Mike Eischeid

No. 11
- Position: Punter

Personal information
- Born: September 29, 1940 (age 85) Orange City, Iowa, U.S.
- Listed height: 6 ft 0 in (1.83 m)
- Listed weight: 190 lb (86 kg)

Career information
- High school: Fayette (IA)
- College: Upper Iowa
- NFL draft: 1963: undrafted

Career history
- Minnesota Vikings (1963)*; Chicago Bears (1965–1966)*; Oakland Raiders (1966–1971); Minnesota Vikings (1972–1974);
- * Offseason or practice squad member only

Awards and highlights
- AFL champion (1967);

Career NFL statistics
- Punts: 565
- Punting yards: 23,296
- Punting average: 41.2
- Longest punt: 72
- Stats at Pro Football Reference

= Mike Eischeid =

American football player (born 1940)

Michael Dunlop Eischeid (born September 29, 1940) is an American former professional football player who was a punter for nine season in the American Football League (AFL) and National Football League (NFL), from 1966 to 1974. He played college football for the Upper Iowa Peacocks.

==Career==
Eischeid was the regular punter for the Oakland Raiders from 1966 to 1970, but played in only 2 games in 1971. He was also their regular place kicker in 1966, but only made 11 out of 26 field goals for a 42.3% average, and was replaced the following year by George Blanda.
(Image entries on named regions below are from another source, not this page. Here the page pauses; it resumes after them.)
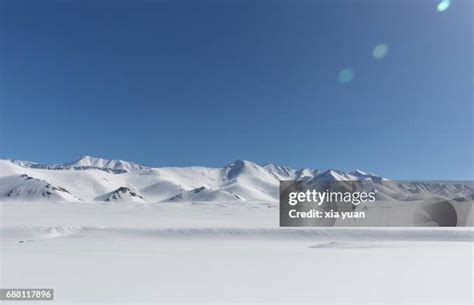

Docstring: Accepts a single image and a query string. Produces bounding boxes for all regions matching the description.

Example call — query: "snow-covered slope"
[164,187,245,203]
[97,186,145,203]
[0,156,474,204]
[0,174,79,202]
[7,156,148,173]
In particular, he punted on the 1967 AFL Champion Raiders and in the second AFL-NFL World Championship Game (Super Bowl II), which the Raiders lost.
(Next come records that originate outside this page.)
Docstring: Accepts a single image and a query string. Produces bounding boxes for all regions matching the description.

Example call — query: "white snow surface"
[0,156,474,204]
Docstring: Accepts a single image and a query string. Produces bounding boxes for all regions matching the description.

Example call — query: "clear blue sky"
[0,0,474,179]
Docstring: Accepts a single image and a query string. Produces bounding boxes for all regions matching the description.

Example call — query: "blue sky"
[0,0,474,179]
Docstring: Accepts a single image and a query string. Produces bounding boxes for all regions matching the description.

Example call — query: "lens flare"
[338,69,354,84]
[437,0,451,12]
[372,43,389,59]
He reached his peak average in 1967 with 44.3 yards per punt, second in the AFL, a total that Ray Guy (future punter for the Raiders and eventual inductee into the Pro Football Hall of Fame) surpassed only once in 14 years, but Eischeid's average steadily declined from 1968 to 1970, until he was replaced by Jerry DePoyster in 1971. Then he became the regular punter of the Minnesota Vikings from 1972 to 1974, playing in Super Bowl VIII and Super Bowl IX for the Vikings, both losses. In three Super Bowls, his team lost each time. In AFL and NFC championship games, his teams won 3 (1967, 1973, 1974) and lost one (1969). He holds the record for most career punts in Super Bowls with 17 total punts in 3 games.